Gothic and surrealist imagery fill up the runtime, often taking clear inspiration from German expressionism. Shadowy hallways, an eerie yet satisfying soundtrack, along with a killer directorial performance from Joel Coen — it’s awards season catnip.
A BIG Yes for McDormand
When you cast Denzel Washington and Frances McDormand in the two leads, the film almost automatically becomes a winner. McDormand especially in her role as Lady Macbeth exceeds every possible expectation. Her embodiment of Lady Macbeth is exquisite. This Shakespearean role comes naturally to her. It’s obvious from her performances in plenty of the Coens’ movies and last year’s phenomenon Nomadland, that she is one of the most wondrous actresses the world has to offer. But, in The Tragedy of Macbeth, she goes above and beyond. A best supporting actress nomination is certainly in the cards.
As for Washington, Macbeth is the perfect role for him too. With his role as Don Pedro of Aragon in Much Ado About Nothing and years of stage experience already on his back, he’s no stranger to Shakespeare theatricality. One standout performance that wasn’t already on my radar was Kathryn Hunter as all three witches (yes, all three!). With mind-boggling execution, her characterization, along with her impressive yet scary body movements in the sand, is immaculate.

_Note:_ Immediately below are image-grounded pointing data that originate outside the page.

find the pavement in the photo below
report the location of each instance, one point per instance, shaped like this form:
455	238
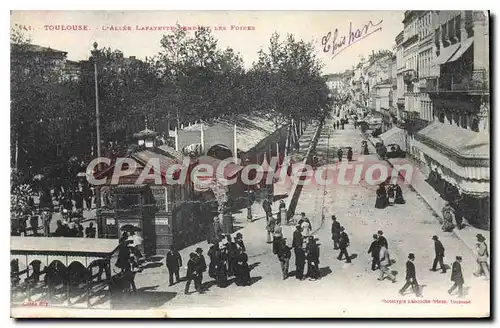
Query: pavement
345	289
436	203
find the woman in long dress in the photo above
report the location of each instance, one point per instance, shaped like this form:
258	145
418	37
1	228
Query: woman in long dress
242	269
381	201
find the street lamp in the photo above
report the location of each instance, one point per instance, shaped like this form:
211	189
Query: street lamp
249	199
95	55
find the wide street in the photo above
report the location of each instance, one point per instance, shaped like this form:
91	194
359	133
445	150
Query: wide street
345	289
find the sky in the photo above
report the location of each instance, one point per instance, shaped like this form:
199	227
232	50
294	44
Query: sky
307	25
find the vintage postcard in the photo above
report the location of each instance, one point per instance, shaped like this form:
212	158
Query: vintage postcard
250	164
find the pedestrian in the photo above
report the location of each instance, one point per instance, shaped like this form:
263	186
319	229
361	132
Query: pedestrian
242	269
212	254
399	195
384	263
411	277
220	265
302	218
136	243
340	154
87	195
335	232
90	231
80	230
457	277
266	205
282	213
439	250
201	266
343	244
391	194
306	228
374	250
482	257
217	231
192	274
349	154
284	255
34	224
277	237
231	256
270	229
382	240
381	201
312	255
239	241
174	262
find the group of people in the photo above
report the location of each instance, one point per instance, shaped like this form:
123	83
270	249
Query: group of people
340	154
392	194
382	261
228	258
306	251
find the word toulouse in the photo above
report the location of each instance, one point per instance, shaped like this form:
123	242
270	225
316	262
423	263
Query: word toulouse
343	173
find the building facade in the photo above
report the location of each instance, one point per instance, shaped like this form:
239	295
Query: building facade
454	148
400	84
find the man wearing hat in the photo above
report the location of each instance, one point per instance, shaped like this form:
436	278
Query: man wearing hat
439	250
411	276
192	273
343	244
482	257
457	277
202	265
335	232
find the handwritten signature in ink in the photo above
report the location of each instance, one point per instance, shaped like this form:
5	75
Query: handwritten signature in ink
339	44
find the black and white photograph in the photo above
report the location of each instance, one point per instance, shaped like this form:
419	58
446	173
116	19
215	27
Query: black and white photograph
250	164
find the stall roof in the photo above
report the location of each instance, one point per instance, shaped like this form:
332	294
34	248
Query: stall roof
230	170
62	245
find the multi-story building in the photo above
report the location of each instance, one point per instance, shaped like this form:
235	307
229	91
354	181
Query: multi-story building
426	56
410	58
454	148
400	67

With Joel Coen working separate from his usual co-director and brother Ethan Coen, it’s a treat to see how well he works alone. Although the source material was already all there, he manages to put his own Coen twist on it. It’s curtailed down enough to make Shakespeare’s shortest tragedy even shorter. And it works. With a runtime of only 105 minutes, the entire story of Macbeth is still conveyed. Compressing the story could have made it fall out of place, or seem jumpy in areas, but it manages to fulfill.
There are a few instances where it feels like the film will drag out, but it quickly gets back on track. When you know the story all too well, you know the direction it will deliver, so, for those who aren’t a fan of Shakespeare adaptations, this one will probably not be for you. It’s not as stylized as say, Baz Luhrmann’s Romeo + Juliet (which I adore), yet it provides everything you will expect going into it — an immaculate retelling of Shakespeare’s play.